A última das camas da rainha Vitória em que vamos nos debruçar é aquela em que seu corpo de 82 anos foi colocado para descansar, após sua morte em 22 de janeiro de 1901. Até hoje, o móvel permanece no seu quarto em Osborne House, na Ilha de Wight. A propriedade fora construída pelo príncipe Albert e pela soberana como uma espécie de retiro de férias para a família real. Em 20 de janeiro de 1901, o Dr. Reid, médico pessoal da monarca, instalou uma maca no quarto, para poder tratar melhor da paciente. Vitória foi diagnosticada com uma “febre cerebral”, já tendo desenvolvido com o passar dos anos osteoporose, prolapso uterino, obesidade mórbida, além de uma agravante miopia. Depois do óbito, o Dr. Reid e suas enfermeiras arrumaram o corpo da rainha em sua cama, com um retrato post mortem do príncipe Albert, que pode ser visto na cabeceira até hoje. Folhas de palmeira imperial enfeitavam o leito da soberana do Reino Unido e Imperatriz da Índia, coberta pelos seus brancos véus de noiva. Atualmente, Osborne House funciona como um museu, decorado conforme a época em que a rainha Vitória morava lá, com sua coleção de arte e mobiliário original, incluindo a rica cama com dossel, sobre a qual fora adicionada uma placa póstuma, alertando que ali seu corpo moribundo repousara pela última vez.

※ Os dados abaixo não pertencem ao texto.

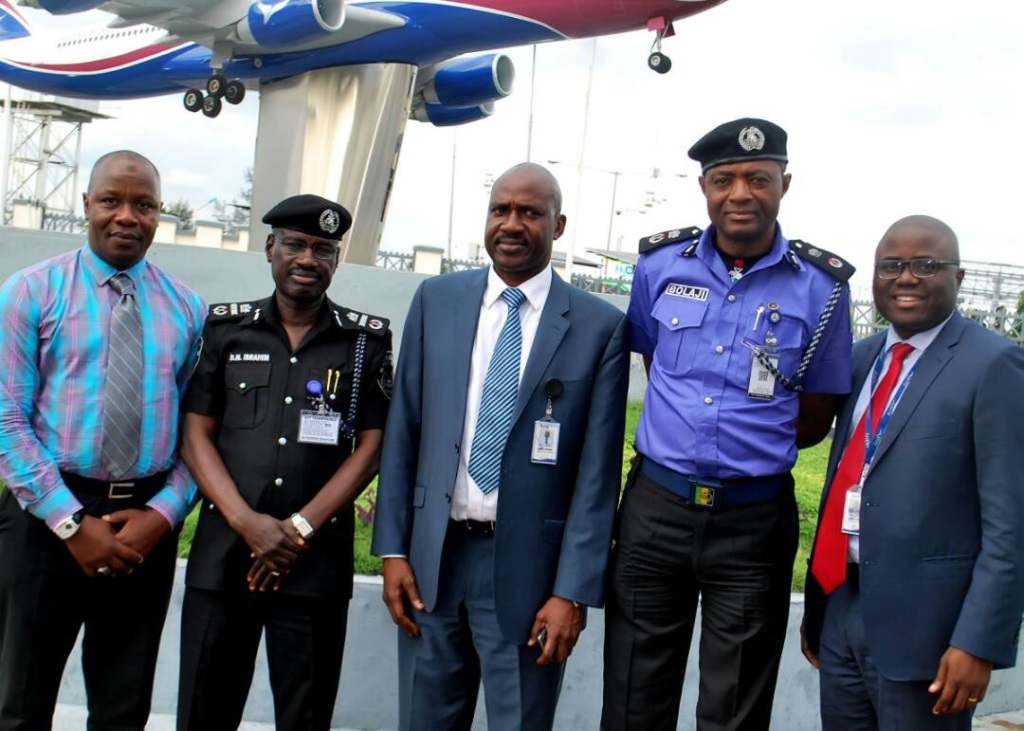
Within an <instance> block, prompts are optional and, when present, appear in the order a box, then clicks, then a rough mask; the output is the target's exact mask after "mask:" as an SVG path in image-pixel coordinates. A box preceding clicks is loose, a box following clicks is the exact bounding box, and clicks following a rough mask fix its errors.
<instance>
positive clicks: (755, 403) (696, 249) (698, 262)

Cama com dossel, onde o corpo da rainha Vitória foi colocado para repousar, em Osborne House, na Ilha de Wight.

Fotografia do corpo da monarca, arrumada sobre a cama, em 22 de janeiro de 1901. Acima, uma litogravura de seus familiares, presentes no momento de sua morte.

Notas:

¹ Em seu diário de 1832, Vitória menciona “minha própria caminha que sempre viaja comigo”.

Referências Bibliográficas:

ALEXANDRE, Philippe; DE L’AULNOIT, Béatriz. Victoria: a última rainha (1819 – 1901). Tradução de Fátima Gaspar e Carlos Gaspar. 2ª ed. Lisboa, Portugal: Bertrand, 2002.

AUBYN, Giles St. Queen Victoria: a portrait. Great Britain: Sceptre, 1992.

BAIRD, Julia. Vitória, a rainha: a biografia íntima da mulher que comandou um império. Tradução de Denise Bottman. Rio de Janeiro: Objetiva, 2018.

BROWN, Kate Victoria. The Secret Life of Queen Victoria You Didn’t Know. 2024 – Acesso em 27 de Agosto de 2024.

GILL, Gillian. We two: Victoria and Albert: rulers, partners, rivals. New York: Ballantine Books, 2009.